Mark Ludmon reviews Samuel Gallet’s Mephisto [A Rhapsody] at London’s Gate Theatre starring Leo Bill
Mephisto [A Rhapsody]
Gate Theatre, London
Why adapt a 1936 novel about the rise of fascism in Hitler’s Germany for the stage in 2019? What is the point of any piece of political theatre, especially when audiences tend to be liberals who are already onside? These are among the questions posed in Mephisto [A Rhapsody], a provocative new play based on Klaus Mann’s classic story about an actor, Hendrik Höfgen, who pushes moral qualms aside to gain power and fame under the Nazis. Written ahead of World War Two and revelations about the Holocaust, Mephisto is a chilling, darkly satirical novel that is well-known in mainland Europe but less so in the UK. Updated by French playwright Samuel Gallet to the present day, the story has been given a further spin by translator Chris Campbell and director Kirsty Housley to make it powerfully topical.

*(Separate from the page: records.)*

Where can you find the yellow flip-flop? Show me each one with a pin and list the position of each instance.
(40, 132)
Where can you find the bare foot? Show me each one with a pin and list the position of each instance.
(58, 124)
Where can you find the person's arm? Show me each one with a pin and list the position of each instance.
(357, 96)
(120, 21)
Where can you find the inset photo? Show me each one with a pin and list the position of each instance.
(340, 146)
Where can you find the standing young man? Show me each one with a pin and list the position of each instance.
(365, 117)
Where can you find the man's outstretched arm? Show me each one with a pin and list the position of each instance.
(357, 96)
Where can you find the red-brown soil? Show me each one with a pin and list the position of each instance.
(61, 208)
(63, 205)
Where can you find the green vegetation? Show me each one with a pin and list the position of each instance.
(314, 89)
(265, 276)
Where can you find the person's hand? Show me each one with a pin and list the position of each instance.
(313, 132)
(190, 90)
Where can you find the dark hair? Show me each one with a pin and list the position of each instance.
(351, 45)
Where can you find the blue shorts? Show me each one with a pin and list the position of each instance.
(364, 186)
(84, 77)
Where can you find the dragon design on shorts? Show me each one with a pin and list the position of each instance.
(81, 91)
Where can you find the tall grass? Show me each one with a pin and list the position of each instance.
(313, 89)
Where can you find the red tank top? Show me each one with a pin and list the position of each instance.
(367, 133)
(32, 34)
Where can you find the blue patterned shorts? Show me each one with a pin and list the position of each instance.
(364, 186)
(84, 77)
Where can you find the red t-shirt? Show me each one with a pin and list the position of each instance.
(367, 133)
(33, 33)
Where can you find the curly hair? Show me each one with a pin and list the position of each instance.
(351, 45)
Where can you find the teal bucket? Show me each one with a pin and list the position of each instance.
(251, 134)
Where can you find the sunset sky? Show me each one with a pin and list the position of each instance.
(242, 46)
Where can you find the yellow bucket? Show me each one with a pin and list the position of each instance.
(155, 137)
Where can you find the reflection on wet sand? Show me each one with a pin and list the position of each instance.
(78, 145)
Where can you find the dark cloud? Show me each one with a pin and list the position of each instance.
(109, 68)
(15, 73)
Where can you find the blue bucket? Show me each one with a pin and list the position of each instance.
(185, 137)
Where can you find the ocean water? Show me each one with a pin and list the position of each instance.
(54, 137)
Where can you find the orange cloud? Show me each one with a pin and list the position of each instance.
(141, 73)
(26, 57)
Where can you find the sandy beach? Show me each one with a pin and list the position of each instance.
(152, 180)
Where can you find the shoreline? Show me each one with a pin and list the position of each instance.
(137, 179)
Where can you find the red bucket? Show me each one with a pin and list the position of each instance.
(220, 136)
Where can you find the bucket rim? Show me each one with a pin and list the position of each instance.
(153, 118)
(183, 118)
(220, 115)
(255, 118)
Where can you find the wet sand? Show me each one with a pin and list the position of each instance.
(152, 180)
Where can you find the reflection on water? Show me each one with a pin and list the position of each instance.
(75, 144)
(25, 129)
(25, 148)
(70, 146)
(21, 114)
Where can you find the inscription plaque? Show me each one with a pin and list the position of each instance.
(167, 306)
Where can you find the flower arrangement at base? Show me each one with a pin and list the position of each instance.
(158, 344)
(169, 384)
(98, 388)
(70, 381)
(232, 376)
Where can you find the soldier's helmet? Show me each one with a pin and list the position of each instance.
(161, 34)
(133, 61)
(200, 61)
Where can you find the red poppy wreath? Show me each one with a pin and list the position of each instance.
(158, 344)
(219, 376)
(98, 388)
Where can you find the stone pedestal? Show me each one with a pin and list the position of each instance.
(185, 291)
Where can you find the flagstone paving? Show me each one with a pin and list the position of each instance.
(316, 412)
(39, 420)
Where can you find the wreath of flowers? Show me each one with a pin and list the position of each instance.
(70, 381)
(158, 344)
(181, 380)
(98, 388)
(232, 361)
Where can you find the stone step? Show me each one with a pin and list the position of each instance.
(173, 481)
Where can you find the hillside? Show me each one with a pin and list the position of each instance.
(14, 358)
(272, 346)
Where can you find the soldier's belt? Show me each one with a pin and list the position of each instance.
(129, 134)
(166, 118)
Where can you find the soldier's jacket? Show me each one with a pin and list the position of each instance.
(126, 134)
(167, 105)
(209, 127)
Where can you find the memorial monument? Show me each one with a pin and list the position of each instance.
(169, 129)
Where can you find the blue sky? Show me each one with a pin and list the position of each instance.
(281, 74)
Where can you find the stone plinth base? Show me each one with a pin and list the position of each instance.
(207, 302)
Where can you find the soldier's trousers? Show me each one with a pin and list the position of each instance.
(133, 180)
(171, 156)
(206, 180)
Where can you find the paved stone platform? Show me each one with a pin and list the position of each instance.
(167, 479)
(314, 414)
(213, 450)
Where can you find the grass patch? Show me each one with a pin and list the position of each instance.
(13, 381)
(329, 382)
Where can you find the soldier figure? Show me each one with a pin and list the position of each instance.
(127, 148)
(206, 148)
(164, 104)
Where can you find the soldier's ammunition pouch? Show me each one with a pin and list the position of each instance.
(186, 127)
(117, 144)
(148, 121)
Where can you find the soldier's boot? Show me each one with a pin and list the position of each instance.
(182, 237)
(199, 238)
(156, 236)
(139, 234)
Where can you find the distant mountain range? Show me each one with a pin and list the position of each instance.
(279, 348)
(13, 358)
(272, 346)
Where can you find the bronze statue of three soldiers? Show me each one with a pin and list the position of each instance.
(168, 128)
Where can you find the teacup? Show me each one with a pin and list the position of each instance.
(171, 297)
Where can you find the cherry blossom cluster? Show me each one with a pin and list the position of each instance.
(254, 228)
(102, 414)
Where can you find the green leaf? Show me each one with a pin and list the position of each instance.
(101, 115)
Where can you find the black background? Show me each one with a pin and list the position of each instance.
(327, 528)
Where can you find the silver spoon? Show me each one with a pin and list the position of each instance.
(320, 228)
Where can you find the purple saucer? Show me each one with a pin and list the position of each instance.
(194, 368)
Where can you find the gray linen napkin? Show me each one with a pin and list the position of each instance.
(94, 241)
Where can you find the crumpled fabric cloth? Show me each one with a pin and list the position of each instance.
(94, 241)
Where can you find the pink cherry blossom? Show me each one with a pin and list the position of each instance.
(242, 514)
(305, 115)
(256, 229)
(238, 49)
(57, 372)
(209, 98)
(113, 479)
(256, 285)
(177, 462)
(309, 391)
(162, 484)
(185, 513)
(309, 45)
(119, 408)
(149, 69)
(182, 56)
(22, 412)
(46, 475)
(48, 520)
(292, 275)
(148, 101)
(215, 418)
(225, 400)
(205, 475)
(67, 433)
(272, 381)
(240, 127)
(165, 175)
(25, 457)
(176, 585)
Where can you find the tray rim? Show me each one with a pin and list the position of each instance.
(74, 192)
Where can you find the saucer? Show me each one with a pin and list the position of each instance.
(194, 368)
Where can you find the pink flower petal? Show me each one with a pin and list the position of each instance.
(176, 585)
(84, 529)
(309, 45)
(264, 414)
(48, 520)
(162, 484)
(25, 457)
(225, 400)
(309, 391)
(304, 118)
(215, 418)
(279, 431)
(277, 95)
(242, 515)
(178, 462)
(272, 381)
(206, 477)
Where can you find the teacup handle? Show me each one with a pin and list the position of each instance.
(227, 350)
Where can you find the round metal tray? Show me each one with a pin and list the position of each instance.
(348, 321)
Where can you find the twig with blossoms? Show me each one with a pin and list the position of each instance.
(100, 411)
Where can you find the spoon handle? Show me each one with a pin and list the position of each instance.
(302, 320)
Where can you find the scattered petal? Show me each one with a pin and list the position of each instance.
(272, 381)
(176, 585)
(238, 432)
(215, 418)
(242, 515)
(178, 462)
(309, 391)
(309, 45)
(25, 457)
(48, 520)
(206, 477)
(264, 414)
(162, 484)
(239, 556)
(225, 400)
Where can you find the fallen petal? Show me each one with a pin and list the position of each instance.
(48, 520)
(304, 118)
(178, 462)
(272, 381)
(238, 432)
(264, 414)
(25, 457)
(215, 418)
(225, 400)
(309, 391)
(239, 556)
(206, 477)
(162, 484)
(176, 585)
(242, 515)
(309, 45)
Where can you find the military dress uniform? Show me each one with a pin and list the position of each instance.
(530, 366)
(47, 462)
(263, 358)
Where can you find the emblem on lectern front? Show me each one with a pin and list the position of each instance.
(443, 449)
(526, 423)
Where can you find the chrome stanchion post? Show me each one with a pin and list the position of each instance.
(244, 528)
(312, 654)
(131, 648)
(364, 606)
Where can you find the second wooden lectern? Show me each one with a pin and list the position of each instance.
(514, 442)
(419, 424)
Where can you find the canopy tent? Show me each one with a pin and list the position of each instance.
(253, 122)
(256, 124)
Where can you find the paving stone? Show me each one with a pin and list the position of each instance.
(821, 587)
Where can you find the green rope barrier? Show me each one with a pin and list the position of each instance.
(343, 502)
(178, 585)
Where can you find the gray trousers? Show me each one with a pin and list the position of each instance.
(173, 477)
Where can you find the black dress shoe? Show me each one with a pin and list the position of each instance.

As Brexit and Extinction Rebellion rage in the world outside the Gate Theatre, Mephisto [A Rhapsody] explores what can be achieved by staging the political. Like Mann’s amoral Höfgen, young actor Aymeric Dupré talks of staging revolutionary agitprop but always reverts to the safety of crowd-pleasing Chekhov and Shakespeare in his pursuit of fame and acclaim. Starting out in regional theatre in the town of Balbek, he ignores the rise of fascism that troubles his friends and fellow actors in his single-minded desire for success in the capital. His refusal to engage in politics is contrasted with his friends who join protests and campaigns, but are they just “hipster tourists” dipping into the lives of immigrants and people living in poverty without really understanding them? Aymeric’s excuse for inaction is that “I’m just an actor” but, while he risks losing his soul through a deal with the fascists, is he right that actors and theatre are impotent in the face of populist demagoguery?
Like the original novel, the show is packed with ideas about populism, theatre and the role of the artist. It also tackles attitudes to race, going beyond Mann’s concern with anti-semitism to address racism generally. Picking up on the book’s problematic depiction of Höfgen’s black mistress, it questions representations of black characters in film and theatre, especially in a story created, written and directed by white people and performed in front of predominantly white audiences.
The whole process of theatre-making is under scrutiny, reflected in its overall meta-theatricality including Basia Bińkowska’s set that resembles backstage with costume rail and stage manager’s desk. As part of a strong ensemble, Leo Bill is excellent as Aymeric, intense and charismatic, with an ambiguity around how much he genuinely believes in the liberal sentiments he claims to harbour. Like a musical rhapsody, the show builds into an emotive meditation on the horrors of fascism and those who collude in it, combining hope for change with despair at the cycle of politics and history that means far-right populism is always lurking in the wings.